On Saturday 13 March 2004 02:06, Simon Waters wrote:
Isn't the bigger problem what to put into the C/R challenge.
The current TMDA scheme of a digitally secured email addresses doesn't work, as the spammer will immediately use this to send a confirmation (assuming it is widely enough used to be worth their while) assuming their spambot is directly connected.
We've only seen one instance of this in two months.
I've seen too, only once, but it was not due to a spammer replying to my challenge. It was due to some poor joe-jobbed machine which had a mis-configured MTA. Basicly this happened:
- Spammer sent with envelope of <[EMAIL PROTECTED]>.
- TMDA sent challenge to that envelope.
- The MTA at poorguy.domain.com sent a "There is no such user joe" reply, but instead of properly sending to the envelope of my challenge, it improperly sent to the reply-to address.
- Thus the spammer's original message was released.
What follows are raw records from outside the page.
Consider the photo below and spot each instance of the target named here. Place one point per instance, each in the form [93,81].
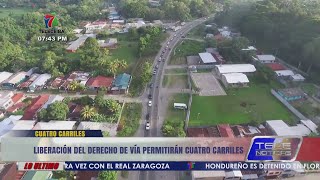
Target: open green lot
[175,81]
[177,115]
[4,12]
[240,106]
[186,48]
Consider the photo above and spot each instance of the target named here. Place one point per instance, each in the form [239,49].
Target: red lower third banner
[310,150]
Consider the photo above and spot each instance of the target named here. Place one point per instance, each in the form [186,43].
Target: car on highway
[147,125]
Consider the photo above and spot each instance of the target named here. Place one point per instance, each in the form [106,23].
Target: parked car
[147,125]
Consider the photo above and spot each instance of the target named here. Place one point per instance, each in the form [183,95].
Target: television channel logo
[50,20]
[190,165]
[268,148]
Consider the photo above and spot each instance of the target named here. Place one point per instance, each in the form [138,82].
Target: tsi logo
[274,148]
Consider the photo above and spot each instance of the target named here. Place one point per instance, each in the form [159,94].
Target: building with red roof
[225,130]
[36,104]
[99,81]
[276,66]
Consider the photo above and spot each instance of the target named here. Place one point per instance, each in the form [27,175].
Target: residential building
[276,66]
[291,94]
[5,100]
[4,76]
[280,128]
[35,175]
[74,45]
[121,84]
[33,108]
[108,127]
[14,80]
[235,80]
[98,82]
[110,43]
[25,85]
[17,98]
[207,58]
[52,99]
[266,58]
[38,83]
[55,125]
[284,73]
[235,68]
[8,123]
[297,78]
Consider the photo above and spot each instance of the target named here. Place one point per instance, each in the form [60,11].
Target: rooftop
[236,68]
[36,104]
[284,73]
[109,127]
[207,58]
[236,78]
[100,81]
[276,66]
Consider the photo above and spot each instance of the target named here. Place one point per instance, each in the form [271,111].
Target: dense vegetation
[168,9]
[288,28]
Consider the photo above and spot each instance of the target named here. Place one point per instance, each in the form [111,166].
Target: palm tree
[88,112]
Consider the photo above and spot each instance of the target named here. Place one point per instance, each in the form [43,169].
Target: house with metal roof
[266,58]
[235,80]
[235,68]
[121,83]
[39,82]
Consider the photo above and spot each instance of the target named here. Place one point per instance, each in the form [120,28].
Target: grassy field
[186,48]
[175,81]
[129,122]
[177,115]
[240,106]
[4,12]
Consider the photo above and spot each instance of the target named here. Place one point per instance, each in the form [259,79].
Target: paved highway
[155,126]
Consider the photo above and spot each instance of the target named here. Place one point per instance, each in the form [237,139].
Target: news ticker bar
[164,166]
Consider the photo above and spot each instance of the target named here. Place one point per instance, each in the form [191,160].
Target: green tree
[57,111]
[88,112]
[107,175]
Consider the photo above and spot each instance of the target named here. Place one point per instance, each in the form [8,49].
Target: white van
[180,106]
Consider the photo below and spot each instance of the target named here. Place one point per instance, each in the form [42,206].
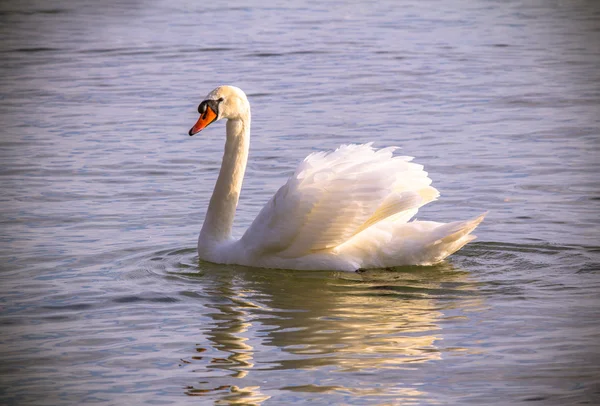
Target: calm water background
[103,299]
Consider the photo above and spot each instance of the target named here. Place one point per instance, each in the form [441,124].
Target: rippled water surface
[103,299]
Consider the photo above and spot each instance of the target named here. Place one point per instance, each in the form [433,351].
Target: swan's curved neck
[221,210]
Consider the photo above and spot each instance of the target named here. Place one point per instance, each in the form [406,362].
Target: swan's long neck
[221,210]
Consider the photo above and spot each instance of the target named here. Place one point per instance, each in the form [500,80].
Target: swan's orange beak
[205,119]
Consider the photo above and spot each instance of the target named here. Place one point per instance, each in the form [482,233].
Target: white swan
[344,210]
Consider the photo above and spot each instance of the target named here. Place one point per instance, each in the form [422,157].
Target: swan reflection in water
[266,322]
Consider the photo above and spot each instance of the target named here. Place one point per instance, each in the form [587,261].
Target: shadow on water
[265,322]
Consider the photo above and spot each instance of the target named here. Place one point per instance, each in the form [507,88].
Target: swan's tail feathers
[414,243]
[454,236]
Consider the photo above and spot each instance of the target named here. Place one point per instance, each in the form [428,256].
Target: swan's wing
[334,196]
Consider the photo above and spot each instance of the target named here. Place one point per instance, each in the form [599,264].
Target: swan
[343,210]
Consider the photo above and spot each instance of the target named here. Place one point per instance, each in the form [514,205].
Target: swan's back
[334,197]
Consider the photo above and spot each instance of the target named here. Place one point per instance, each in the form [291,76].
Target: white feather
[341,210]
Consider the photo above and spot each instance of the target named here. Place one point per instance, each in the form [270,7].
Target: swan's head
[228,102]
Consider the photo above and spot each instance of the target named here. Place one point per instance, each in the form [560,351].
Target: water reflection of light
[358,323]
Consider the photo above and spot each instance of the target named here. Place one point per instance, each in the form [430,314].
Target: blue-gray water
[102,297]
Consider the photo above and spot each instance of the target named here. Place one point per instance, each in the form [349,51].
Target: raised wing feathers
[333,196]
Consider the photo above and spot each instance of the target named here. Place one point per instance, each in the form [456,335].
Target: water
[103,299]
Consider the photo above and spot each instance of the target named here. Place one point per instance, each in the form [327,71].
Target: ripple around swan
[102,296]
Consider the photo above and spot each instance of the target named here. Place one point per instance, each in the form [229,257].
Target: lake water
[103,299]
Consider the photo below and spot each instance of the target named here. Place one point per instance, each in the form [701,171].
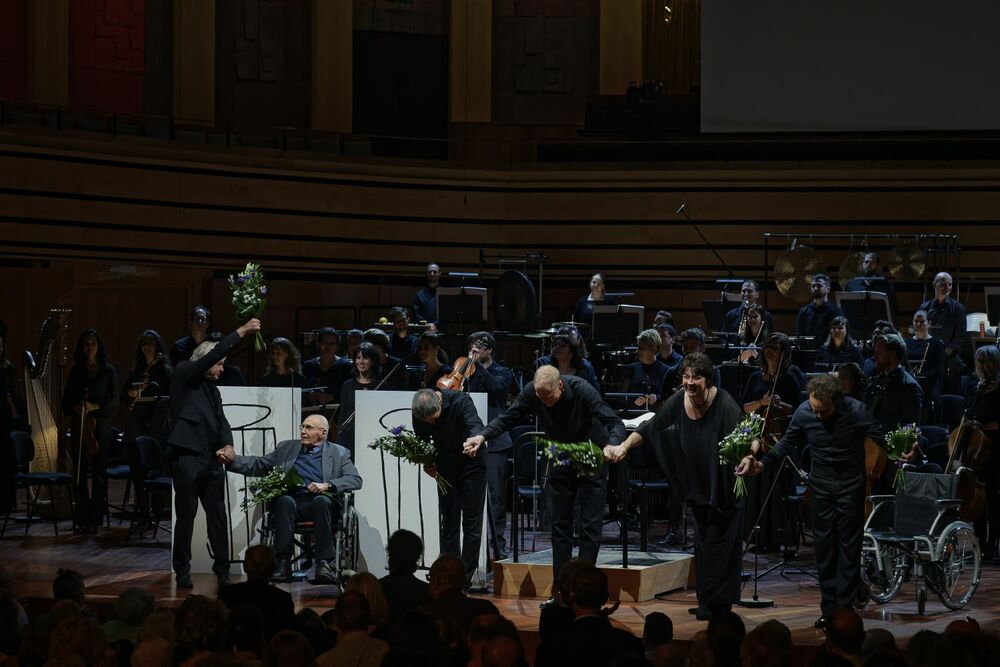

I actually get more spam these days from spammers abusing the Habaes warrant mark than because any mail released via challenge responses.
It is my hope that something like SPF (http://spf.pobox.com) will eventually cut down on the joe-jobs on the internet in general, and this will solve many more problems than just the one I've mentioned above.
-- Jim Ramsay "Me fail English? That's unpossible!"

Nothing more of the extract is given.